A maturidade de nossa democracia falou mais alto que a crise. As Comissões Parlamentares de Inquérito tiveram, desde o início, todo apoio para conduzir as investigações de forma transparente e rigorosa. Independente dos conflitos políticos, muitas vezes inevitáveis, a orientação sempre foi clara: os trabalhos tinham que ser pautados pela mais absoluta seriedade e isenção. Se o ritmo das investigações não chegou a ter a celeridade desejada pela sociedade, os primeiros resultados das CPIs já deixaram claro que essa crise não vai, como muitos acreditavam, acabar em pizza.
Nesse balanço de fim de ano, o que mais chama a atenção é o fato de não termos ficado paralisados diante das denúncias de corrupção e caixa dois. Mesmo com cinco CPIs em funcionamento – além das CPIs dos Correios, do Mensalão e dos Bingos, tivemos as da Terra e da Emigração Ilegal -, o Senado, em momento algum, diminuiu o ritmo de votações no plenário e nas Comissões Permanentes. Foram quase 2 mil matérias examinadas, mais de 700 só no segundo semestre.
Na área social, um dos destaques foi a aprovação do Estatuto da Igualdade Racial. A aprovação da licença maternidade e paternidade em caso de adoção foi outro avanço inquestionável, assim como a aprovação do Programa Nacional de Inclusão Social da População de Rua. Os servidores públicos também garantiram a paridade dos salários da aposentadoria com o pessoal da ativa, a partir da aprovação da PEC Paralela da Previdência.
A Lei de Biossegurança foi outro destaque e a recriação da Sudene e da Sudam, uma vitória não só para o Nordeste e para a Amazônia, como para todo o Brasil, tão marcado pelos desequilíbrios regionais.
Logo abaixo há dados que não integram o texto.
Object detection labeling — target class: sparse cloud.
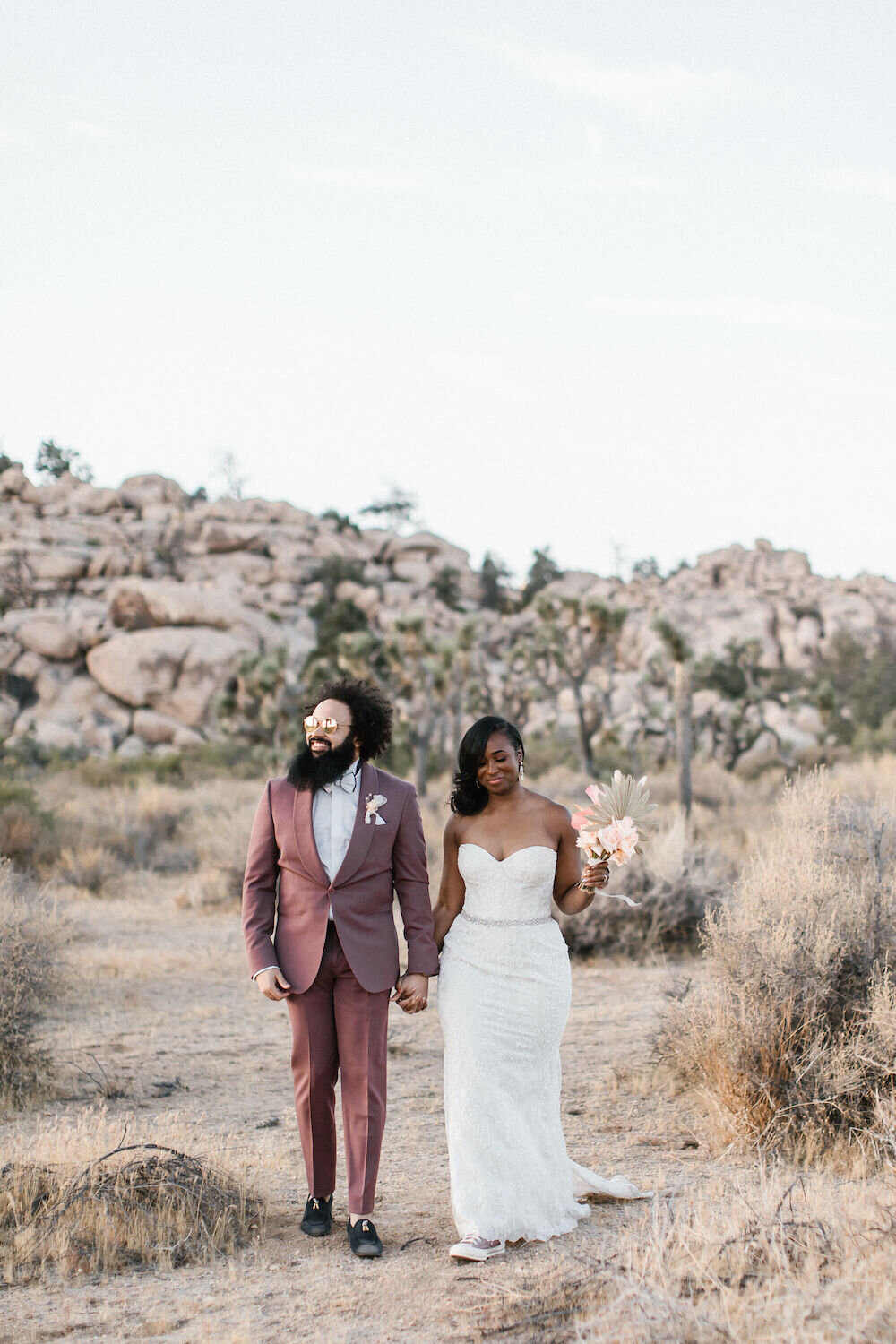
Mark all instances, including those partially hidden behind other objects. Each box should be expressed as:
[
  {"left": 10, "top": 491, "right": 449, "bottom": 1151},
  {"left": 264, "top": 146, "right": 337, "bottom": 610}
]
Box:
[
  {"left": 0, "top": 124, "right": 38, "bottom": 152},
  {"left": 68, "top": 117, "right": 118, "bottom": 144},
  {"left": 589, "top": 297, "right": 895, "bottom": 335},
  {"left": 282, "top": 163, "right": 447, "bottom": 196},
  {"left": 505, "top": 163, "right": 671, "bottom": 196},
  {"left": 461, "top": 31, "right": 761, "bottom": 121},
  {"left": 815, "top": 168, "right": 896, "bottom": 202}
]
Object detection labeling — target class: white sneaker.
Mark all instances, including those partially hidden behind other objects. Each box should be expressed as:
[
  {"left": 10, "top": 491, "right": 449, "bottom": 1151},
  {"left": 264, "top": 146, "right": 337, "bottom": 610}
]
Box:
[{"left": 449, "top": 1233, "right": 504, "bottom": 1260}]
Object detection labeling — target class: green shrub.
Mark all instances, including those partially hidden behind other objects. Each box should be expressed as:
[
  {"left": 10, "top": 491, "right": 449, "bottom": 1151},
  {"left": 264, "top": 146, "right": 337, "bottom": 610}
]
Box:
[
  {"left": 0, "top": 860, "right": 59, "bottom": 1107},
  {"left": 0, "top": 781, "right": 55, "bottom": 868}
]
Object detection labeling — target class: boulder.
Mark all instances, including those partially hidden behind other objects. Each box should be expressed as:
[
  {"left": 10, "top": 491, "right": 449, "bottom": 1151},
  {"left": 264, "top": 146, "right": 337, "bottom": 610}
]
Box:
[
  {"left": 108, "top": 580, "right": 247, "bottom": 631},
  {"left": 16, "top": 615, "right": 81, "bottom": 663},
  {"left": 87, "top": 626, "right": 258, "bottom": 728},
  {"left": 68, "top": 484, "right": 121, "bottom": 518},
  {"left": 0, "top": 462, "right": 40, "bottom": 504},
  {"left": 25, "top": 547, "right": 90, "bottom": 583},
  {"left": 118, "top": 475, "right": 189, "bottom": 510},
  {"left": 199, "top": 521, "right": 267, "bottom": 556},
  {"left": 116, "top": 736, "right": 146, "bottom": 761},
  {"left": 133, "top": 710, "right": 189, "bottom": 747}
]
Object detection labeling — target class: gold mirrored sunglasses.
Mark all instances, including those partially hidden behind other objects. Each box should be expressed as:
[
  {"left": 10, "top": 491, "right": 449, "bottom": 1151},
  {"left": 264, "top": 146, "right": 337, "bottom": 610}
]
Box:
[{"left": 305, "top": 714, "right": 352, "bottom": 737}]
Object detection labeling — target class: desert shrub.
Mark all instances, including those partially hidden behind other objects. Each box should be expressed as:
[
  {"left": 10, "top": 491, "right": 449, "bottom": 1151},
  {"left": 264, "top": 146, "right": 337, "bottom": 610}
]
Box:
[
  {"left": 659, "top": 771, "right": 896, "bottom": 1159},
  {"left": 55, "top": 780, "right": 186, "bottom": 876},
  {"left": 54, "top": 844, "right": 121, "bottom": 897},
  {"left": 0, "top": 1142, "right": 262, "bottom": 1282},
  {"left": 177, "top": 780, "right": 261, "bottom": 909},
  {"left": 0, "top": 860, "right": 59, "bottom": 1107},
  {"left": 0, "top": 781, "right": 55, "bottom": 868},
  {"left": 470, "top": 1172, "right": 896, "bottom": 1344},
  {"left": 560, "top": 817, "right": 732, "bottom": 957}
]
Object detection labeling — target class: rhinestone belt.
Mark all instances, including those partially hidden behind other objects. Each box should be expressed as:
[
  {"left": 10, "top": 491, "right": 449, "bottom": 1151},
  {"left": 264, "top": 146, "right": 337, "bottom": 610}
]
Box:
[{"left": 461, "top": 910, "right": 554, "bottom": 929}]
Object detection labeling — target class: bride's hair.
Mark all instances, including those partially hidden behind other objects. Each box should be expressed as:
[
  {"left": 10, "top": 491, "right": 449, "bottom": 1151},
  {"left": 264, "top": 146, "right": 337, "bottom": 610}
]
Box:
[{"left": 449, "top": 714, "right": 525, "bottom": 817}]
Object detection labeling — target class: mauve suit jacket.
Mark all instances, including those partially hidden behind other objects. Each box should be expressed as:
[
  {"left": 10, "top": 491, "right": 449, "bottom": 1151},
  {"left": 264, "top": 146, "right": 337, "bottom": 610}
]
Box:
[{"left": 243, "top": 762, "right": 439, "bottom": 994}]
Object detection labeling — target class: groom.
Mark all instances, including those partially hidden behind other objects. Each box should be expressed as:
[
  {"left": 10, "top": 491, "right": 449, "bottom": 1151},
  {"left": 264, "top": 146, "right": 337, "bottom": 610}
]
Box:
[{"left": 243, "top": 679, "right": 438, "bottom": 1257}]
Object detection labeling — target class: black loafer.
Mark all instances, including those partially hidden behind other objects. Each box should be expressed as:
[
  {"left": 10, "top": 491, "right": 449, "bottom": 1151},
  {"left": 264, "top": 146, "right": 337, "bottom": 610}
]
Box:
[
  {"left": 301, "top": 1195, "right": 333, "bottom": 1236},
  {"left": 345, "top": 1218, "right": 383, "bottom": 1260}
]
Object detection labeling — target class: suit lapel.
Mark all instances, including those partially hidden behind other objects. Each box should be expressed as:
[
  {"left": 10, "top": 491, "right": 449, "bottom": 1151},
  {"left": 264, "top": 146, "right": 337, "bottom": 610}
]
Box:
[
  {"left": 333, "top": 761, "right": 379, "bottom": 887},
  {"left": 293, "top": 789, "right": 329, "bottom": 887}
]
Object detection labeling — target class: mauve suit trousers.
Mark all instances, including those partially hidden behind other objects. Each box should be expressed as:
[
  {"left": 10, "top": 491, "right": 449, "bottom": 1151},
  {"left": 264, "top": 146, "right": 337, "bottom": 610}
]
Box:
[{"left": 243, "top": 762, "right": 438, "bottom": 1217}]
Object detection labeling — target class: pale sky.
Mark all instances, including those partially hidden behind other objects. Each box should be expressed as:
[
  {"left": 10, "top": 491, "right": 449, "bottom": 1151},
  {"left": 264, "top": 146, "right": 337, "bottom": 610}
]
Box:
[{"left": 0, "top": 0, "right": 896, "bottom": 578}]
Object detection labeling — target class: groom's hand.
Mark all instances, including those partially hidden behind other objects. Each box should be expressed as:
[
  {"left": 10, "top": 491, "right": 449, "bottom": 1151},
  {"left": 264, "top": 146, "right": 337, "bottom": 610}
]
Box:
[
  {"left": 255, "top": 967, "right": 293, "bottom": 1003},
  {"left": 390, "top": 973, "right": 430, "bottom": 1012}
]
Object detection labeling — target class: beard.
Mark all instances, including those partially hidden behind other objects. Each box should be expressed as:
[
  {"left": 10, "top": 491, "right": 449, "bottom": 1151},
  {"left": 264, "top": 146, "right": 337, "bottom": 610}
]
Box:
[{"left": 286, "top": 738, "right": 355, "bottom": 793}]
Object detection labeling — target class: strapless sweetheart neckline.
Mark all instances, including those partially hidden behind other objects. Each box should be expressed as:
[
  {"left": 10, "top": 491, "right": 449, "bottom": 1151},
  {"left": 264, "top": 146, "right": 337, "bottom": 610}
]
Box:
[{"left": 458, "top": 840, "right": 556, "bottom": 863}]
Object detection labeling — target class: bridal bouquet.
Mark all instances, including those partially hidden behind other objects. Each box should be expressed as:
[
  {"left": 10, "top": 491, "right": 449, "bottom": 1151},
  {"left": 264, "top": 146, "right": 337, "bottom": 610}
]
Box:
[{"left": 573, "top": 771, "right": 657, "bottom": 906}]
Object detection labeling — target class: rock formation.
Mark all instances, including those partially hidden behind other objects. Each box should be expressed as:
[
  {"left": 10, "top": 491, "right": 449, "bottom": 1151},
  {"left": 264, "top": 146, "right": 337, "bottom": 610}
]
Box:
[{"left": 0, "top": 465, "right": 896, "bottom": 757}]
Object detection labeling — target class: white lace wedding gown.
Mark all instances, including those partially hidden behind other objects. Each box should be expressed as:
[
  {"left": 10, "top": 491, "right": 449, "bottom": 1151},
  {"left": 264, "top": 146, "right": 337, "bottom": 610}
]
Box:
[{"left": 438, "top": 844, "right": 648, "bottom": 1241}]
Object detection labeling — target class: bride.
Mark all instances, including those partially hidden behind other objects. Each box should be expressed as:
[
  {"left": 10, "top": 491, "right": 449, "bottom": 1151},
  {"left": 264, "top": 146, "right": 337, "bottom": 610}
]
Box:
[{"left": 435, "top": 715, "right": 648, "bottom": 1261}]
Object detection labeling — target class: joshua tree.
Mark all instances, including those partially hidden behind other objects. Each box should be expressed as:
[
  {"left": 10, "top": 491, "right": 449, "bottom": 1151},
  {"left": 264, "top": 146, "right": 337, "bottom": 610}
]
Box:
[
  {"left": 360, "top": 487, "right": 419, "bottom": 532},
  {"left": 479, "top": 551, "right": 511, "bottom": 612},
  {"left": 520, "top": 546, "right": 563, "bottom": 607},
  {"left": 511, "top": 597, "right": 627, "bottom": 776},
  {"left": 33, "top": 438, "right": 92, "bottom": 486}
]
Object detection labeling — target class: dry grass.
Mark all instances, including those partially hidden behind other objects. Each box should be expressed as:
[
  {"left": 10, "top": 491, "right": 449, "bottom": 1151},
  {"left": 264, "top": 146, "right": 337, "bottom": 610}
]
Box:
[
  {"left": 659, "top": 768, "right": 896, "bottom": 1160},
  {"left": 178, "top": 780, "right": 262, "bottom": 910},
  {"left": 48, "top": 776, "right": 192, "bottom": 894},
  {"left": 560, "top": 814, "right": 734, "bottom": 957},
  {"left": 52, "top": 844, "right": 121, "bottom": 897},
  {"left": 469, "top": 1174, "right": 896, "bottom": 1344},
  {"left": 0, "top": 860, "right": 60, "bottom": 1107},
  {"left": 0, "top": 1112, "right": 263, "bottom": 1282},
  {"left": 0, "top": 782, "right": 55, "bottom": 868}
]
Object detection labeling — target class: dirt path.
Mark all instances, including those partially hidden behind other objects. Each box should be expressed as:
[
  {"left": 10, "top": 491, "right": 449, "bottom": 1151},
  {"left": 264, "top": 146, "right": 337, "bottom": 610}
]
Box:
[{"left": 0, "top": 876, "right": 702, "bottom": 1344}]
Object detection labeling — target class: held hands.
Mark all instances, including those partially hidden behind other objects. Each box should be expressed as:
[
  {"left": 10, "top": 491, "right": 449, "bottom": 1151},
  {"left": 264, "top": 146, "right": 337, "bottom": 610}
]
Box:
[
  {"left": 390, "top": 973, "right": 430, "bottom": 1012},
  {"left": 579, "top": 859, "right": 610, "bottom": 892},
  {"left": 255, "top": 967, "right": 293, "bottom": 1003}
]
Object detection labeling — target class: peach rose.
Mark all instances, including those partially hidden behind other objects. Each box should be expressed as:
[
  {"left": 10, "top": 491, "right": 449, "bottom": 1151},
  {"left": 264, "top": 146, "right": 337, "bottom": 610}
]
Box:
[{"left": 598, "top": 817, "right": 640, "bottom": 868}]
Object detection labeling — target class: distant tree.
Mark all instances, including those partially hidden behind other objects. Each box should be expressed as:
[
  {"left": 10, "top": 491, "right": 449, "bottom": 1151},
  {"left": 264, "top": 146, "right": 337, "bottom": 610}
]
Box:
[
  {"left": 479, "top": 551, "right": 511, "bottom": 612},
  {"left": 33, "top": 438, "right": 92, "bottom": 486},
  {"left": 218, "top": 645, "right": 304, "bottom": 749},
  {"left": 360, "top": 487, "right": 419, "bottom": 532},
  {"left": 321, "top": 508, "right": 361, "bottom": 537},
  {"left": 653, "top": 617, "right": 694, "bottom": 817},
  {"left": 215, "top": 448, "right": 248, "bottom": 500},
  {"left": 511, "top": 596, "right": 627, "bottom": 776},
  {"left": 815, "top": 631, "right": 896, "bottom": 742},
  {"left": 520, "top": 546, "right": 563, "bottom": 607}
]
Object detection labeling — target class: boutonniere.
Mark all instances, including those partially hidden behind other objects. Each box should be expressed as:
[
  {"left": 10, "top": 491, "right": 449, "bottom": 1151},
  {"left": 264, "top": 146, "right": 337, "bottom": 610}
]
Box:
[{"left": 364, "top": 793, "right": 388, "bottom": 827}]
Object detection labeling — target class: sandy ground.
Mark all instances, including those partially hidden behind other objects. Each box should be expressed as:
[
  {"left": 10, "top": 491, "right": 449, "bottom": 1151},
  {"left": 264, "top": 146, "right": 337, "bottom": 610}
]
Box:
[{"left": 0, "top": 875, "right": 705, "bottom": 1344}]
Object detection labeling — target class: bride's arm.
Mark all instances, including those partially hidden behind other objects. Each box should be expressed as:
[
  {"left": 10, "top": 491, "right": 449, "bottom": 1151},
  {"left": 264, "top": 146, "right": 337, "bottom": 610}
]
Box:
[
  {"left": 433, "top": 817, "right": 466, "bottom": 952},
  {"left": 554, "top": 808, "right": 610, "bottom": 916}
]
A simplificação do processo civil, com o fim do processo de execução, e a aprovação do uso de meios eletrônicos nos ritos processuais, duas conquistas importantes no sentido de tornar a Justiça mais ágil e eficaz.
O Senado pode comemorar, ainda, a aprovação da MP 255, que reeditou os benefícios tributários previstos na MP do Bem, deu maior fôlego para os pequenos negócios e aliviou as dívidas previdenciárias dos municípios.
A mini-reforma eleitoral foi uma resposta precisa à crise política. O projeto aprovado no Senado prevê a redução dos gastos com propaganda eleitoral, maior controle das contas de campanha e punição mais rigorosa para eventuais crimes. A reforma política, cada vez mais urgente, está estacionada na Câmara dos Deputados.
O balanço positivo das atividades do Senado inclui a criação de um grupo de especial para estudar medidas capazes de reduzir a burocracia, uma dos principais entraves ao desenvolvimento nacional. Inclui, ainda, a discussão em torno da reforma orçamentária, as sugestões para a mudança na edição e tramitação das medidas provisórias e a instalação de uma comissão mista para discutir uma política permanente de valorização do salário mínimo. Questões fundamentais para o País, que devem ter seu debate aprofundado no próximo ano.